Despite facing strong opposition from industry groups, the California legislature recently approved a bill (AB 2998) banning the use effective from 1 January 2020 of most flame retardant chemicals in children’s products, mattresses and upholstered furniture. Governor Jerry Brown is expected to sign the legislation into law in the near future.

The legislation will prohibit effective from 1 January 2020 the sale and distribution in commerce state-wide of any new juvenile products, mattresses and upholstered furniture that contain, or that have a constituent that contains, flame retardant chemicals above 1,000 parts per million that meet the following specific criteria:

  • a functional use for the chemical is to resist or inhibit the spread of fire or as a synergist to chemicals that resist or inhibit the spread of fire, including any chemical for which the term “flame retardant” appears on the Occupational Safety and Health Administration substance safety data sheet pursuant to subdivision (g) of Section 19100.1200 of Title 29 of the Code of Federal Regulations as it read on 1 January 2019; and
  • the chemical is one of the following: (i) a halogenated, organophosphorus, organonitrogen or nanoscale chemical; (ii) a chemical defined as a “designated chemical” in Section 105440 of the Health and Safety Code; or (iii) a chemical listed on the Washington State Department of Ecology’s list of chemicals of high concern to children in Section 173-334-130 of Title 173 of the Washington Administrative Code as of 1 January 2019 and identified as a flame retardant or as a synergist to flame retardants in the rationale for inclusion in the list.

The term “juvenile product” is defined in the legislation as a product designed for residential use by infants and children under 12 years of age, including bassinets, booster seats, changing pads, floor playmats, high chairs, high chair pads, infant bouncers, infant carriers, infant seats, infant swings, infant walkers, nursing pads, nursing pillows, playpen side pads, play yards, portable hook-on chairs, strollers and children’s nap mats.
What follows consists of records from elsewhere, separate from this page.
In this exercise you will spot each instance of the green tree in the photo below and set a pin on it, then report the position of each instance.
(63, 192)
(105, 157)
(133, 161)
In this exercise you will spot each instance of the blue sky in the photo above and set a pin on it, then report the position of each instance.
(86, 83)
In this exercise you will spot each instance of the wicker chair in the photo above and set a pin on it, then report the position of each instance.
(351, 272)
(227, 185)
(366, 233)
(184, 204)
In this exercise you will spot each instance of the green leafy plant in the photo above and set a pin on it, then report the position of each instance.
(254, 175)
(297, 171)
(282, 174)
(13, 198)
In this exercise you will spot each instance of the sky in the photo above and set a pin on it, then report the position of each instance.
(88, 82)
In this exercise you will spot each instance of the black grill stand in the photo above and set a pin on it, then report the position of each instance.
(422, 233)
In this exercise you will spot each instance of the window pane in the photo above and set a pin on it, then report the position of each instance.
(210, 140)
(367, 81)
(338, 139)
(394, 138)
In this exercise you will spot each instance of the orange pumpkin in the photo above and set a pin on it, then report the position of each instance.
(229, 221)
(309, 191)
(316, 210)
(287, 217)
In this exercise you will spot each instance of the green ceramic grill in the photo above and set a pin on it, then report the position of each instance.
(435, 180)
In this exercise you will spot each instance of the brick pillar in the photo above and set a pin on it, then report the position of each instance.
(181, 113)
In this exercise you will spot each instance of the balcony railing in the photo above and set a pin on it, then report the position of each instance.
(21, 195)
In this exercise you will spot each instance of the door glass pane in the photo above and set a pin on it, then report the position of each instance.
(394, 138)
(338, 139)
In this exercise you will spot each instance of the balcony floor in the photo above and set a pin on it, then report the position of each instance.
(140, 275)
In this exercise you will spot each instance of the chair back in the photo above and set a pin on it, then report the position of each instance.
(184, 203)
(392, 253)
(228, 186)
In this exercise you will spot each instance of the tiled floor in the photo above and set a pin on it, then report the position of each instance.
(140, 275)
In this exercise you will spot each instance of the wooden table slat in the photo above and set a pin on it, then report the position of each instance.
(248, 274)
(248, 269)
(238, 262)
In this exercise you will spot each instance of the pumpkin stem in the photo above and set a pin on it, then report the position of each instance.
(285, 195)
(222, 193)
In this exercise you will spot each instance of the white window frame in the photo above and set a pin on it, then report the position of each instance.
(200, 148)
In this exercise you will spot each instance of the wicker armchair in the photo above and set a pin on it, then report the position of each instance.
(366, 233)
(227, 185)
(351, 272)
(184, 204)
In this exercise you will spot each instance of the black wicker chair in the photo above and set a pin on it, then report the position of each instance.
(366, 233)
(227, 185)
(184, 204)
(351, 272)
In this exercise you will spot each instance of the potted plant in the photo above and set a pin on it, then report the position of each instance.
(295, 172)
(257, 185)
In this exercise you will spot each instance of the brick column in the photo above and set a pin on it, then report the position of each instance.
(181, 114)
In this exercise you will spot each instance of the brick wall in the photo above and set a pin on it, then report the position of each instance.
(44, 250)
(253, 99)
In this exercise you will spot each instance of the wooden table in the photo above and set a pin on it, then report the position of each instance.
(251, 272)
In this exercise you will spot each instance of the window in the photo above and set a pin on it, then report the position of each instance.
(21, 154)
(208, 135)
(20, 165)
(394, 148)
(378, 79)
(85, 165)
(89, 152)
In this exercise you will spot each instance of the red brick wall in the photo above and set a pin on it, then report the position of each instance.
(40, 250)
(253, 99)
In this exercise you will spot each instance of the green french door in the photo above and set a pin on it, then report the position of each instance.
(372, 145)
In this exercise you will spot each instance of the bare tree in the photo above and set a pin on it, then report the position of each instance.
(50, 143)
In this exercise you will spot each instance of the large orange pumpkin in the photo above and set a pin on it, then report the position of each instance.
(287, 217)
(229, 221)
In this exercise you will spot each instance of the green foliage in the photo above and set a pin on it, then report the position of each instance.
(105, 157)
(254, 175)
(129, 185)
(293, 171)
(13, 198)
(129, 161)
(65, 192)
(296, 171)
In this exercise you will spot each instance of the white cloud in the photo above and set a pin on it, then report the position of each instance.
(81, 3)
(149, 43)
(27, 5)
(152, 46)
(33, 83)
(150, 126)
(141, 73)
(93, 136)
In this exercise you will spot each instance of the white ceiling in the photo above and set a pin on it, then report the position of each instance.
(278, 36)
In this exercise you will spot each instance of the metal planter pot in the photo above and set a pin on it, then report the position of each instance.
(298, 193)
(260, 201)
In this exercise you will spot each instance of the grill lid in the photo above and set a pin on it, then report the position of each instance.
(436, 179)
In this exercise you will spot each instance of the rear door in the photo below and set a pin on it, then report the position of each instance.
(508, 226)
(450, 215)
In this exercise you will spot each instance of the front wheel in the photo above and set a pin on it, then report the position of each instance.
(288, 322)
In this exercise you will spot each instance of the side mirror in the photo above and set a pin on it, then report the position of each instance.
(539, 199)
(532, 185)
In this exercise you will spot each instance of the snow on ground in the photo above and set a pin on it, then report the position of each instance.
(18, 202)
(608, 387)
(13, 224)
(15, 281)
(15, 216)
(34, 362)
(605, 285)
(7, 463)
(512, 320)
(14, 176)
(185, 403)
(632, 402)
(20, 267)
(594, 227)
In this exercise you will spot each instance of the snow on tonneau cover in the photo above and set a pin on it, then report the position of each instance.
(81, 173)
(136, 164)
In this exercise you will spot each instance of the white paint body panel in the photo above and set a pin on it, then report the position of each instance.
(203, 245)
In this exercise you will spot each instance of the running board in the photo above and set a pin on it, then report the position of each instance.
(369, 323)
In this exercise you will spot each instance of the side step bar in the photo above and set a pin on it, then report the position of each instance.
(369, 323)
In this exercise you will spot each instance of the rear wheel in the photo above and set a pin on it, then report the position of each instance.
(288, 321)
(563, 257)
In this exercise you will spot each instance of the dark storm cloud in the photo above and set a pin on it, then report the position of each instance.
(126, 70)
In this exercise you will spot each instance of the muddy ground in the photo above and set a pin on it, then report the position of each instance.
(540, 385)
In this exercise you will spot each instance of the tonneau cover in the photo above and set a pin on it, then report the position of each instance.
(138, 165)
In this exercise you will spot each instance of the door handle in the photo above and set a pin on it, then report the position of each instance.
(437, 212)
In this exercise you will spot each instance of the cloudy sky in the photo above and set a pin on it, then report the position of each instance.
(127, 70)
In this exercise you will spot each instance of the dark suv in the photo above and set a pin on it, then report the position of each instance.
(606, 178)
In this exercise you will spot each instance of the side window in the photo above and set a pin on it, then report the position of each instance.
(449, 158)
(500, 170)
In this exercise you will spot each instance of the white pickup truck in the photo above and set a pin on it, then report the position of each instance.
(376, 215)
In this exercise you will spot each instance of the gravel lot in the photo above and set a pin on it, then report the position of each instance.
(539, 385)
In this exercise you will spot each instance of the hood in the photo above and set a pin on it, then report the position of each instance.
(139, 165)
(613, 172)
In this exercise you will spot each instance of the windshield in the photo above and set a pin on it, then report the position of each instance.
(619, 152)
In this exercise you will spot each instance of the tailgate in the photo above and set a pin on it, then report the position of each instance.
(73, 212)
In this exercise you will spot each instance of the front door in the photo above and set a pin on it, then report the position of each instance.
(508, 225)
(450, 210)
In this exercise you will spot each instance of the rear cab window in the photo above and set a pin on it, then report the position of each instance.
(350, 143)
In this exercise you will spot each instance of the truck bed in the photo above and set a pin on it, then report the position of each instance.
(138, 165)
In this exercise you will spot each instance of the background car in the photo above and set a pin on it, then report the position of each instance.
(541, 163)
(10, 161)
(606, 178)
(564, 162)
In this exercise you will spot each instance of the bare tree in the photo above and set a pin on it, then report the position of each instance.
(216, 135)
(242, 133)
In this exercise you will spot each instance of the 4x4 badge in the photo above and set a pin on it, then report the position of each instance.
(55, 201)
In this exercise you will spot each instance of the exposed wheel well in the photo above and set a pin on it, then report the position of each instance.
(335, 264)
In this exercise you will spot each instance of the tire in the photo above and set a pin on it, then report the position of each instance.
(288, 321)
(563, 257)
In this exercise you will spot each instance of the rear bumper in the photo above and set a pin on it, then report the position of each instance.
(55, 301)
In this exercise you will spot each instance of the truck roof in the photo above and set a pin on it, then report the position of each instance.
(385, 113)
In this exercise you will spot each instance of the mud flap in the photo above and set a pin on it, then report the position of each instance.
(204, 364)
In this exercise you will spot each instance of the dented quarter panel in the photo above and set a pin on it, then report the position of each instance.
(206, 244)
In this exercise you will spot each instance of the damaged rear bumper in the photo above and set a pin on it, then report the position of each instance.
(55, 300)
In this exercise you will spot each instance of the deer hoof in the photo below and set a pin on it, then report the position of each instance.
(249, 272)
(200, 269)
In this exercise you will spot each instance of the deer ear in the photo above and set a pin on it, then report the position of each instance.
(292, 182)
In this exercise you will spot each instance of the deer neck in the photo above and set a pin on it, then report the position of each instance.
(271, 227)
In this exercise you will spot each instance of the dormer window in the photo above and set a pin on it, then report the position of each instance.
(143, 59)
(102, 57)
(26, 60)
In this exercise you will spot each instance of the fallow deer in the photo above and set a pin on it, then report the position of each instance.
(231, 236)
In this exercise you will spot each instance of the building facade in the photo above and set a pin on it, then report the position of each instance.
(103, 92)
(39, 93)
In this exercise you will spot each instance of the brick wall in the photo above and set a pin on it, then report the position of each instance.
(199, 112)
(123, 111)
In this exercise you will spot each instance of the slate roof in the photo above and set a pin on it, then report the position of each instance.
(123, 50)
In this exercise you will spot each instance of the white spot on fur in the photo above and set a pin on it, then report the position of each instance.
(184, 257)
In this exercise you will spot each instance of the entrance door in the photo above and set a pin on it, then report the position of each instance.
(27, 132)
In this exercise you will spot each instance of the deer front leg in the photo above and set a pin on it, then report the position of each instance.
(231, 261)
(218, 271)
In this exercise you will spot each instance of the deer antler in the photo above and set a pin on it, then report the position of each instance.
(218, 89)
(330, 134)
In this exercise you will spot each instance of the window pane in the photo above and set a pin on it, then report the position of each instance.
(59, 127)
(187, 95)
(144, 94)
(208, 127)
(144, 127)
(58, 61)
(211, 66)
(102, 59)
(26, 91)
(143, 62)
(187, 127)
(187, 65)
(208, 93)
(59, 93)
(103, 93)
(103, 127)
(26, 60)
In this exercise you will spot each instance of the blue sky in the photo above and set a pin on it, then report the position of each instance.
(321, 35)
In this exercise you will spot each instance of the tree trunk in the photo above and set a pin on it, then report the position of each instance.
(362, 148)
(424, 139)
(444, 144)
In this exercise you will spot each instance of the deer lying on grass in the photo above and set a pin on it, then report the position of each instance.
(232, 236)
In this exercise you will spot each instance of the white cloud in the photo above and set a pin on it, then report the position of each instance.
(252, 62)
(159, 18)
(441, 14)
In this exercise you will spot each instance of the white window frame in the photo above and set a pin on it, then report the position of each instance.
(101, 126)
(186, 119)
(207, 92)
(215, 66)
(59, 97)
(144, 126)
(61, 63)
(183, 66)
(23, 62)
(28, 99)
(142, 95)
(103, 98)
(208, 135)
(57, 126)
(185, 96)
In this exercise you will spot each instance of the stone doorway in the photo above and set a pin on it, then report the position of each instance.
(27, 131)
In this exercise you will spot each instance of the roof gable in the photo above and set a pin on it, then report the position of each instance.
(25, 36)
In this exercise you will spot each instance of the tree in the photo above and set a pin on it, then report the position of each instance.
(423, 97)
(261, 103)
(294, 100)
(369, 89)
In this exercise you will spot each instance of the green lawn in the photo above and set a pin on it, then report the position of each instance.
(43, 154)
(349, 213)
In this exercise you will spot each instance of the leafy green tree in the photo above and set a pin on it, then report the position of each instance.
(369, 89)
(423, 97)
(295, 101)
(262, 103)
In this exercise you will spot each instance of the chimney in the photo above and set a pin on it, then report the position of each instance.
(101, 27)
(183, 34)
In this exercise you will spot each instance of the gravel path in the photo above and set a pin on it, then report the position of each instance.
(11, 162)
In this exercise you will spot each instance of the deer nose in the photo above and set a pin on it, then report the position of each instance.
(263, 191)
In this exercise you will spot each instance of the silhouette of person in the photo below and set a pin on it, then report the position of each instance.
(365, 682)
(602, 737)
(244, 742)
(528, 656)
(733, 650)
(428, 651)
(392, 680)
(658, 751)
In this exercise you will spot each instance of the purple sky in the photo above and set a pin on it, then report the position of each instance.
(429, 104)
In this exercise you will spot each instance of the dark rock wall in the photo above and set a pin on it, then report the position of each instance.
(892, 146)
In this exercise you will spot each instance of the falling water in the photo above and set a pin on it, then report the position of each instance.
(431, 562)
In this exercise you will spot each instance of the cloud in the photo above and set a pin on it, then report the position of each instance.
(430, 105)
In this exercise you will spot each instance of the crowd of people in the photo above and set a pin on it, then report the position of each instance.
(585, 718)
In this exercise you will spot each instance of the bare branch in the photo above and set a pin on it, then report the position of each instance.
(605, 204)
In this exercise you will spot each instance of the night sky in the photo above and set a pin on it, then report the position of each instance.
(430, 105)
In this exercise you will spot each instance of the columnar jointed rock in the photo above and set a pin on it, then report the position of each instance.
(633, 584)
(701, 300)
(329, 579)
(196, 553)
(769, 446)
Juvenile products do not include any of the following:

  • products that are not primarily intended for use in the home, such as products or components for motor vehicles, watercraft, aircraft or other vehicles;
  • products subject to Part 571 of Title 49 of the Code of Federal Regulations regarding parts and products used in vehicles and aircraft;
  • products required to meet state flammability standards in Technical Bulletin 133 (Flammability Test Procedure for Seating Furniture for Use in Public Occupancies); and
  • consumer electronic products that do not fall under the Bureau of Electronic and Appliance Repair, Home Furnishings, and Thermal Insulation’s jurisdiction for flammability standards.

The prohibition will not apply to the following:

  • electronic components of juvenile products, mattresses, reupholstered furniture, upholstered furniture or any associated casing for those electronic components;
  • upholstered or reupholstered furniture components other than those identified in paragraph (1) of subdivision (a) of Section 19094 (i.e., other than fabrics, barrier materials, resilient filling materials and decking materials);
  • thread or fibre when used for stitching mattress components together; and
  • components of adult mattresses (i.e., mattresses other than toddler mattresses, crib mattresses and other infant sleep products) other than foam.

The legislation had been robustly opposed by several industry groups, including the American Chemistry Council. Complaining that the legislation was contrary to the objectives of California’s Safe Consumer Products programme, the groups argued that the broad definitions of covered chemical substances in the bill limit “effective product design by not only restricting the vast majority of today’s flame retardant chemicals, but also those that may be developed in the future, regardless of their safety profile and any assessment conducted by government authorities.”